Позднее Миллер размышлял: «Если иметь в виду то, что Плещеев, как и Достоевский с Дуровым особенно налегали на освобождение крестьян и ждали его от правительства, то на смягчение их участи не повлияло ли издавнее намерение императора Николая I освободить крестьян, неосуществившееся вследствие  противодействия  дворянства?»95

Государь, однако, своих решений не комментировал.

Никто из узников до последней минуты не знал о смертном приговоре, не ведал и о его отмене. Никто не предполагал, что смертный приговор может быть прочитан с целью произвести впечатление, вселить ужас. Однако высочайшее повеление, направленное исполнителю казни, командиру гвардейского пехотного корпуса генерал-адъютанту Сумарокову, и состояло в том, что помилование должно быть объявлено за мгновение до нажатия ружейных курков. Ответственность за проведение церемонии была возложена на петербургского коменданта, определен срок — 22 декабря. Регламент предусматривал каждую деталь — маршрут из крепости к месту казни, размеры эшафота, количество столбов на плацу, одежду казнимых, облачение священника, темы барабанного боя, преломление шпаг над головами осужденных, облачение их в белые рубахи, функции палача, заковка в кандалы.

...Тот роковой день вспоминали многие узники.
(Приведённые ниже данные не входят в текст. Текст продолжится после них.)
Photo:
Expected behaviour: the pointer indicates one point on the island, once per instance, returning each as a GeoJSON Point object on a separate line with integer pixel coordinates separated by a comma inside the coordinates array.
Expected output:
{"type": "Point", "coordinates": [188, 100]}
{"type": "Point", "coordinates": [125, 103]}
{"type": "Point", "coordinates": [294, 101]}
Около шести утра они услышали шум, разговоры служителей, их торопливую ходьбу по коридору. Происходило нечто особенное. Двор крепости запрудили кареты; отряд конницы, эскадроны жандармов следовали один за другим и вставали около карет. Звенели связки ключей, кельи арестованных отворялись, служители вносили одежду заключенных — им велено было переодеться в свое платье. Выдали по паре теплых толстых чулок (забота Набокова о здоровье казнимых?). Рассаживали в двухместные кареты, рядом с солдатом в серой шинели. Стоял двадцатиградусный мороз, и сквозь обледенелые стекла кареты нельзя было разобрать, по какой дороге везут. Солдаты на все вопросы отвечали: «Не приказано сказывать». Пробовали очистить стекло пальцем, но конвой просил: «Не делайте этого, не то нас будут бить». Вереницу экипажей со всех сторон окружали скачущие жандармы с саблями наголо — необычный поезд видели горожане, идущие с рынка. Ехали с полчаса: пересекли Неву, двигались по Вознесенскому проспекту, повернули на Кирочную, оттуда на Знаменскую, затем на Лиговку и далее по Обводному каналу к казармам лейб-гвардии Семеновского  полка.

Площадь была покрыта свежевыпавшим снегом и окружена войском, стоявшим в каре. Поодаль толпился народ, пришедший поглазеть на необычное действо (по сведениям Третьего отделения, сошлось около трех тысяч человек). Было тихое утро ясного зимнего дня; взошедшее солнце блистало на горизонте сквозь туман облаков. Посреди площади возвышался эшафот: квадратные подмостки со входной лестницей, обтянутые чем-то черным. Не видавшие друг друга в течение восьми месяцев товарищи толпились  вместе, протягивали друг другу руки, здоровались. «Когда я взглянул на их лица, — вспоминал Ахшарумов, — то был поражен страшною переменой... Лица их были худые, замученные, бледные, вытянутые, у некоторых обросшие бородой и волосами. Особенно поразило меня лицо Спешнева: он отличался от всех замечательной красотой, силой и цветущим здоровьем. Исчезли красота и цветущий вид; лицо его из округленного сделалось продолговатым; оно было болезненно, желто-бледно, щеки похудели, глаза как бы ввалились и под ними большая синева; длинные волосы и выросшая большая борода окружали лицо».